Dilihat dari sudut capaian material peradaban, mestilah diakui bahwa barat telah mengambil alih estafet peradaban dari muslim, yaitu sejak mereka mengalami pencerahan sekitar abad XV masehi (Renaissance), kemudian dilanjutkan dengan revolusi industri, penjelajahan samudra (baca: imperialisme), dan revolusi Perancis dalam menata pemerintahan mereka. Setelah itu barat memadukan secara rapi kemajuan ilmu pengetahuan, administrasi, teknologi, industri (termasuk industri persenjataan!) serta perekonomian mereka. Bentuk kemajuan beberapa negara yang relatif baru masuk dalam kategori maju seperti Jepang atau Korea Selatan pun diwarnai budaya barat secara dominan. Para budayawan Jepang bahkan prihatin dengan kondisi anak-anak muda Jepang yang disinyalir mulai kehilangan identitas mereka dan mengalami pembaratan dalam selera dan cita-citanya. Fakta ini semakin mengokohkan bahwa Barat lah pemegang peradaban materi saat ini.

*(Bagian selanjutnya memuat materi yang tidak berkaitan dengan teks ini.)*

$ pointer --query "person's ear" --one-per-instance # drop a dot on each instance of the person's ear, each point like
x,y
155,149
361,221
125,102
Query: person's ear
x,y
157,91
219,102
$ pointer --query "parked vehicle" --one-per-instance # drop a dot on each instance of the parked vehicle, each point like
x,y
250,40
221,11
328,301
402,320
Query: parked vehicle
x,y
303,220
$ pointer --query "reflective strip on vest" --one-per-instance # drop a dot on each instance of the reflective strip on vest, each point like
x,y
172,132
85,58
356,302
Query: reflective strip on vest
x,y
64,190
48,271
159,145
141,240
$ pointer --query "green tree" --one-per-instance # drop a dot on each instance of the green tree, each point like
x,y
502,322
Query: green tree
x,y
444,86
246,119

Bagaimana kondisi komunitas muslim saat ini? Meski menyakitkan untuk disebutkan, komunitas ini masih terseok-seok mengejar berbagai ketertinggalan dalam menciptakan masyarakat yang sejahtera. Suasana keterjajahan di masa-masa imperialisme masih belum hilang sepenuhnya dari jiwa kebanyakan masyarakat muslim, yang memang baru merdeka secara fisik pada pertengahan abad XX lalu. Lihatlah kondisi Indonesia sebagai salah satu negara berpenduduk mayoritas muslim. Sulitnya membangun modal sosial dalam bentuk rasa saling mempercayai dan bekerja sama di negeri ini menjadi satu contoh saja, betapa bangunan sosial komunitas muslim masih jauh dari kekokohan yang diharapkan. Suasana penindasan ekonomi dari segelintir pemegang kapital atau perilaku korup birokrasi yang membuat sebagian besar masyarakat menderita masih saja berlangsung. Sikap rakus kapitalistik dan korup sebagian orang ini laksana sekelompok orang yang dapat hidup makmur dengan menjadi antek-antek kaum penjajah di masa imperialisme dahulu.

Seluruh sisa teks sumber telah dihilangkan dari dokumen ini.